When Ortiz received the diagnosis from the doctor, he had no idea what rhabdomyolysis was.

“I’ve never heard of that before,” Ortiz said. “When I saw it on paper, I was like, ‘Dude, I can’t even say that,'” Ortiz joked.

Watch Vergil Ortiz Jr. vs Michael McKinson on Saturday, August 6, on DAZN at 9 PM ET

Ortiz knew it was the correct diagnosis based on his symptoms. He spent the night in the hospital and was asked to refrain from any physical activity for three weeks to aid recovery.

Ortiz was disappointed that his fight had come to a halt, but he was also glad he had rhabdomyolysis and nothing worse.

“But you know, I’ll tell you what, I was kind of glad it was something, you know, because if there’s nothing they couldn’t figure out, then it’s like, is it just in a head?” Ortiz said. “It could have been worse.”

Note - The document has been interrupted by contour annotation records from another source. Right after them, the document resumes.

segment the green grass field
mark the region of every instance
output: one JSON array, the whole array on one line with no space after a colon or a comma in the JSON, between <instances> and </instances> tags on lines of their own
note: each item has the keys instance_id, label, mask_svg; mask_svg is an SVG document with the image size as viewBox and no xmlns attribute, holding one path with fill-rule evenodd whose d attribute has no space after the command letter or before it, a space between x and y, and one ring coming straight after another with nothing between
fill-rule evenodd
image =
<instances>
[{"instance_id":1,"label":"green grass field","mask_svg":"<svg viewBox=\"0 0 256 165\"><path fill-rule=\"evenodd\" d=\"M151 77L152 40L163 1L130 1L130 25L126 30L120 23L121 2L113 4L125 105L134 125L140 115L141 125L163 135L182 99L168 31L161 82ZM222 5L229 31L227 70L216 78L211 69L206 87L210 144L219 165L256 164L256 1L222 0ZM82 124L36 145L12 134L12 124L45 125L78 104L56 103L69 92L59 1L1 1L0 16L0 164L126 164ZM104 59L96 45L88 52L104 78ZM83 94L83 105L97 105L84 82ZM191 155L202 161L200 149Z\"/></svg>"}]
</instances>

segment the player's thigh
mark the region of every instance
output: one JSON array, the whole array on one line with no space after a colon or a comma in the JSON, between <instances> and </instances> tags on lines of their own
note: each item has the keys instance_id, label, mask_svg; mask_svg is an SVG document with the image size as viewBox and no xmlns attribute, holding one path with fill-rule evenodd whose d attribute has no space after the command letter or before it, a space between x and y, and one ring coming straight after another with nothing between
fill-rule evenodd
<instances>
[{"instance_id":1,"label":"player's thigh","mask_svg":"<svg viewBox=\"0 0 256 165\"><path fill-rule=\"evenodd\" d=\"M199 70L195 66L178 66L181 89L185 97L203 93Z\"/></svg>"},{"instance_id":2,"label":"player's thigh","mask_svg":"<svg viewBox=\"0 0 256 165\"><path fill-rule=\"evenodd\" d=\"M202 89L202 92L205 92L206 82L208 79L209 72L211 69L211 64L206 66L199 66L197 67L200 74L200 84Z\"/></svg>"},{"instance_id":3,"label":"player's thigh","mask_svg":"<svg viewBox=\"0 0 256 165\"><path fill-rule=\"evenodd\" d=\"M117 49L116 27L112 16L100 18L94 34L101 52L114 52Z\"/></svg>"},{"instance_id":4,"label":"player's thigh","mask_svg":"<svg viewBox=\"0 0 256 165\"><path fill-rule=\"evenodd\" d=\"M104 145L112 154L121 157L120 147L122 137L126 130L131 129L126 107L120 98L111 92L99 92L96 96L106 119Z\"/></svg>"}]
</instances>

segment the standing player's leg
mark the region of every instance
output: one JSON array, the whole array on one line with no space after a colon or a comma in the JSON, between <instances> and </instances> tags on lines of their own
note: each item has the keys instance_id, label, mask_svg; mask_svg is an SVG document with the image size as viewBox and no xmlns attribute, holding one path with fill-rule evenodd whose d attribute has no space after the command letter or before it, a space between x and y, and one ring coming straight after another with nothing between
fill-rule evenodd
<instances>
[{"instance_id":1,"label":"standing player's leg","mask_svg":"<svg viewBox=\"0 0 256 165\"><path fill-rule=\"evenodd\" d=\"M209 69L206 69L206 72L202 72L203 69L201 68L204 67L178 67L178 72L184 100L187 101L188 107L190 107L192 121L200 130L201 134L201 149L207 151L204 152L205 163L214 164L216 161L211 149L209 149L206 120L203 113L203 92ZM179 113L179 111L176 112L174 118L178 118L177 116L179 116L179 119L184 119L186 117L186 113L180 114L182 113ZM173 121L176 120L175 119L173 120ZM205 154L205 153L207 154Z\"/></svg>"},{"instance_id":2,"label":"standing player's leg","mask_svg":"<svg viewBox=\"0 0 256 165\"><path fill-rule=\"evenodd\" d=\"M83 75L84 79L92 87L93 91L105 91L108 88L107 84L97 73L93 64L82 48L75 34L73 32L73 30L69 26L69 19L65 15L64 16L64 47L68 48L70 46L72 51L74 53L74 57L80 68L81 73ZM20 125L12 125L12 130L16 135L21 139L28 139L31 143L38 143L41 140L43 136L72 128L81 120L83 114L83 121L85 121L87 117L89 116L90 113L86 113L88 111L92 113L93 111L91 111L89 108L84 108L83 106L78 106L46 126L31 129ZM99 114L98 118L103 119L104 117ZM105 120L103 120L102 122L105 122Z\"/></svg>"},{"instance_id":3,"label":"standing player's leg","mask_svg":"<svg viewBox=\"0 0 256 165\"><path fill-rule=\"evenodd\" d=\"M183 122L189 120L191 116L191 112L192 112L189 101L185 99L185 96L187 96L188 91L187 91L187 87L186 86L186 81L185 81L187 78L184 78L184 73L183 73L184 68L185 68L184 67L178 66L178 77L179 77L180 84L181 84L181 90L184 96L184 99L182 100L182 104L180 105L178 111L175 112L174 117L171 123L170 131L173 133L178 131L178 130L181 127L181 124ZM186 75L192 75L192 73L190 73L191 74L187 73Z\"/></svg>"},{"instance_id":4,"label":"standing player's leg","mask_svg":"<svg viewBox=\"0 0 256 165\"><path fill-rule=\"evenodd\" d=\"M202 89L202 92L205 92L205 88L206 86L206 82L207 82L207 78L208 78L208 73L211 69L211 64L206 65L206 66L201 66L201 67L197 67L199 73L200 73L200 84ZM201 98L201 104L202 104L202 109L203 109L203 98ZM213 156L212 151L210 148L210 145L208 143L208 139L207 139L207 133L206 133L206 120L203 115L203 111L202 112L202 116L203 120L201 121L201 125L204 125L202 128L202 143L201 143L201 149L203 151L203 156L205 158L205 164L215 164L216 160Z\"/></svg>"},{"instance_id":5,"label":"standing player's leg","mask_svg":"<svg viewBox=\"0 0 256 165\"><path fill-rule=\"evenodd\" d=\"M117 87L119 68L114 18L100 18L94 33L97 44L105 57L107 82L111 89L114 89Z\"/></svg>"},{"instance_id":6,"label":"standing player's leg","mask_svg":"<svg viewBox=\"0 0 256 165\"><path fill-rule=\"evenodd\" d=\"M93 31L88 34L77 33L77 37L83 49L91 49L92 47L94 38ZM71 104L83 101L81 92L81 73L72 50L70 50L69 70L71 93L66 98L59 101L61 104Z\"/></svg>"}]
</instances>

Ortiz’s disease worried him. Not knowing what was wrong drove Ortiz’s pessimist out. He was afraid that something was wrong. It was believed that severe illness could derail his boxing career.

“I was like, did my body, like, have had enough in me?” Ortiz doubted. “Will I still be able to carry on with my boxing career or anything like that? So there are definitely a lot of other things out there.”

Rhabdomyolysis can be dangerous if not treated, but it is temporary and can be fixed, which gave Ortiz solace.

Many people have jumped into speculation about why Ortiz has rhabdomyolysis. Was his father pushing him too hard? Was he struggling to gain weight?

Turns out it wasn’t any of the above.

Ortiz spent a lot of time in the gym preparing for his next fight, but appointments kept moving, meaning he never got a break.

“I’ve been training to fight since October because we were supposed to fight at the beginning of the year, like January 2, around, or something,” Ortiz said. “So I’ve been training since October.

“And when I trained, I trained like hardcore, you know. So I had six months of that. And I think by the time March came around, even like February, I was feeling a little tired. He was exaggerated in it.”

Ortiz is fine now and ready to battle McKinson on Saturday, August 6, at Dickies Arena in Fort Worth, Texas. Ever a professional, Ortiz is focused on this fight, but dreams of becoming world champion are not far from his thoughts.

Errol Spence, Jr. and Terence Crawford hold all the division titles. Ortiz and the rest of the world await a unification match, until the division’s future takes on an added shape. He liked to fight the winner of that match.

“That’s really the end goal,” Ortiz said. “If that’s the only way I can get a world title, I’ll do it. My ultimate goal is just to be the world champion in this weight class. That’s my goal.”

There are no guarantees about making Spence versus Crawford, but Ortiz sees a slightly favorite feature in that hypothetical match.

“And I mean, as far as I think, who’s going to win? I think Crawford has a slight edge, very light,” Ortiz said. I still think Errol can beat him.”

Ortiz’s game against Crawford or Spence will be a huge battle, but Ortiz still has work to do against the tough Mackinson, but at least that date is close, and Ortiz is in perfectly good health.